彼が生きていたのは銅器時代(紀元前4千年紀前後)。人類はこの数千年前から動物を家畜化するようになっており、当時の先端技術として石器や陶器などが使われていた。

以前の研究から、おそらくエッツィは、矢と頭部への打撃により殺害されたことがわかっている(左肩に矢尻が見つかったほか、後頭部に即死に至る量の脳内出血の痕跡がある)。また彼は関節炎を患っていたこと、死ぬ前にシカの肉やベリー類などの食事をとっていたこともわかっている。

エッツィの衣服が教えてくれたこと

ダブリン大学などの研究チームは今回、いくつかの手法を用いて、エッツィの靴ひもと帽子、コート、レギンス、矢筒を構成する皮革からDNAを抽出した

エッツィの衣類についてまず興味深いのは、非常に多くの動物が使われているという点だ。靴ひもはウシ、毛皮のコートの各部と腰布はヒツジからできている。コートのほかの部分とレギンスはヤギを材料にしている。ジャケットには継ぎ当てが複数回施されており、その革の切れ端は「少なくとも4頭のヒツジと2頭のヤギから無作為に選ばれている」。古い革がボロボロになると、新しいものが追加されていたようだ。

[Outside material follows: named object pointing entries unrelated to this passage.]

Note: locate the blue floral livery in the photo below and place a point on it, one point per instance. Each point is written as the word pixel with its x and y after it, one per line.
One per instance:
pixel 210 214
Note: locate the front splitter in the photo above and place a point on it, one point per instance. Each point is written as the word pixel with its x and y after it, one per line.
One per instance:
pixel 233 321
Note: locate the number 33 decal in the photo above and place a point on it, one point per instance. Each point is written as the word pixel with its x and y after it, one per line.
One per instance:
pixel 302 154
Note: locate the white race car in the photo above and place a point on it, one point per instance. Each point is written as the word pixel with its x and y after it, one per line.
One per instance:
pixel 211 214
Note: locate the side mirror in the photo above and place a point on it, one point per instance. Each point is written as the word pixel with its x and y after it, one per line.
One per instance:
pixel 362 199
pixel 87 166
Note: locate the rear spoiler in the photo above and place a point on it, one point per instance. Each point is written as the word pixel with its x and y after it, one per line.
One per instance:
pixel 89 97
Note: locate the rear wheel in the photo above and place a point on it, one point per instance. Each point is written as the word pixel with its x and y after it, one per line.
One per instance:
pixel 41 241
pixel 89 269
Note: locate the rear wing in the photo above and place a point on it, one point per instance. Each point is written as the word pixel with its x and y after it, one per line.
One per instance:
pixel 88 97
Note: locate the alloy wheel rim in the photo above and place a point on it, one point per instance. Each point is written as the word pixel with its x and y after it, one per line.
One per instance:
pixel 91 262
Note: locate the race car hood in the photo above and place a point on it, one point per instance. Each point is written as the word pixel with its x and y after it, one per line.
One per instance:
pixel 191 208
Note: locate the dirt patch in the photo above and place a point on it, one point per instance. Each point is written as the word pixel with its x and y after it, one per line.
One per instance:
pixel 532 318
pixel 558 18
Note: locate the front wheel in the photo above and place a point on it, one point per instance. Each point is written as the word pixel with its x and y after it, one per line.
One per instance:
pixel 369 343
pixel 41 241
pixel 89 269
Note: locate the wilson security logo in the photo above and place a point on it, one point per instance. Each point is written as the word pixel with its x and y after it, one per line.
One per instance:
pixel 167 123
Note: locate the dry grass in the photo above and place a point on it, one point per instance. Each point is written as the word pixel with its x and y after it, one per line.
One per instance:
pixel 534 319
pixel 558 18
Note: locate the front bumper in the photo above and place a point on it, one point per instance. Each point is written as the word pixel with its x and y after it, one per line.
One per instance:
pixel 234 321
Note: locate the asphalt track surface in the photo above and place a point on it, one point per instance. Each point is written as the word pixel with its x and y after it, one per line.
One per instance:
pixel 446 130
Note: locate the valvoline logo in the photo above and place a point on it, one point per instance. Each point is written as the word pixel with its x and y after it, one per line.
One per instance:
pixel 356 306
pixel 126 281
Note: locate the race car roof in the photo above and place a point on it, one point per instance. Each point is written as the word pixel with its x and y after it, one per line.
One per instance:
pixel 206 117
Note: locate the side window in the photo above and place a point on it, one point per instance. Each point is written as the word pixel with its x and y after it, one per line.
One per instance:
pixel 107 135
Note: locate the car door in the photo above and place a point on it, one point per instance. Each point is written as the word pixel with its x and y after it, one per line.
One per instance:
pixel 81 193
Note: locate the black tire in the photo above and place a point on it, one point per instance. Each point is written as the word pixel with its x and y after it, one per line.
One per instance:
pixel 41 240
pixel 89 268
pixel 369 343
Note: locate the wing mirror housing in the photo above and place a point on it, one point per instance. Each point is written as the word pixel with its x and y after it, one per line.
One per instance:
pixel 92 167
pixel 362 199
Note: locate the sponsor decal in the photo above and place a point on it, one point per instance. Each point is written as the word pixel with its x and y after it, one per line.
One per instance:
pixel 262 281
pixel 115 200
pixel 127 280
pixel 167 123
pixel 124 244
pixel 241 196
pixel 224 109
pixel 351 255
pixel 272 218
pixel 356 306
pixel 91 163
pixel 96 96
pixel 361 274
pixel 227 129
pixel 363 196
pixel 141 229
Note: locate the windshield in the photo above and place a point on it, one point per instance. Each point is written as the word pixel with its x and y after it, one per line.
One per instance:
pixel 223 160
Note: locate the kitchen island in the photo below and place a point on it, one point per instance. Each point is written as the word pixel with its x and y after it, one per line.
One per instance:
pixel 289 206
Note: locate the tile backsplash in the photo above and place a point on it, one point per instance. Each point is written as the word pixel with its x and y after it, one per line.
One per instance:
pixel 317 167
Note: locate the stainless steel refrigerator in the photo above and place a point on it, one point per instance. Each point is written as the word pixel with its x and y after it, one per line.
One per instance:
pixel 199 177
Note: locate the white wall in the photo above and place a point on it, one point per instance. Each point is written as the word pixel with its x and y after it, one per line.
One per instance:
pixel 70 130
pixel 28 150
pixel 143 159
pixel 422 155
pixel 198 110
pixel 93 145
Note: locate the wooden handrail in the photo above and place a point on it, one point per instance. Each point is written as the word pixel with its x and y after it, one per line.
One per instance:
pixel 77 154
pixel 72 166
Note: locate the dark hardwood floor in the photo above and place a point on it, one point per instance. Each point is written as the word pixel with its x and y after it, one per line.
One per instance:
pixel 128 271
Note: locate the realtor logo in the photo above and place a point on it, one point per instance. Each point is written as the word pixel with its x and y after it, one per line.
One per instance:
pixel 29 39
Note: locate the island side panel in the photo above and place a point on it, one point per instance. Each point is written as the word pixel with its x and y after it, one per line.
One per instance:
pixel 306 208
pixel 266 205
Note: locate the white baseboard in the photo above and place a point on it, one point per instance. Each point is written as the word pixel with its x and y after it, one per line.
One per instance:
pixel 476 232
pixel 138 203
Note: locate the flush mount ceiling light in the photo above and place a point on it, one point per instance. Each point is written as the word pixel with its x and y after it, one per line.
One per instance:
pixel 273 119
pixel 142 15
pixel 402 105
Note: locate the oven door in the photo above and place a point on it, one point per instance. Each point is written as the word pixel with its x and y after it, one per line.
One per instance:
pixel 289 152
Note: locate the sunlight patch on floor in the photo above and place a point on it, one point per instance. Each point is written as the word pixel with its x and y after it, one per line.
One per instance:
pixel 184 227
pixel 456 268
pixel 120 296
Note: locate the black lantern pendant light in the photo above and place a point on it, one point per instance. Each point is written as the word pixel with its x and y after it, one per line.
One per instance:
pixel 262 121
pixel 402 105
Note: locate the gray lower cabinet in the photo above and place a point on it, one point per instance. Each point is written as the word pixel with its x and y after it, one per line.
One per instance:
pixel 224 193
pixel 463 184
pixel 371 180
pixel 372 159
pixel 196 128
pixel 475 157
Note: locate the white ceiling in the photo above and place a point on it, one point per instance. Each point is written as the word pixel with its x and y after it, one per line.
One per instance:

またエッツィの帽子がヒグマの皮革からできており、矢筒が野生のノロジカを材料としているというDNA分析の結果も驚くべきものだ。これまで科学者たちは、エッツィは農業を中心とする生活を送っていたと考えていたが、エッツィの一族は狩りも頻繁に行っていたことが明らかになったわけだ。

以前の研究では、エッツィの胃からアカシカの肉が発見されている。これらの事実は、エッツィが野生と家畜、両方の動物を使って生活をしていたことを示している。

エッツィの衣類の大部分はウシとヤギ、ヒツジからできているが、レギンスはすべてヤギ革でできており、ファッションの文化が生まれつつあったことも示唆している。

こうした発見は、絶滅した人々の生活についての新たな一面をわれわれに教えてくれる。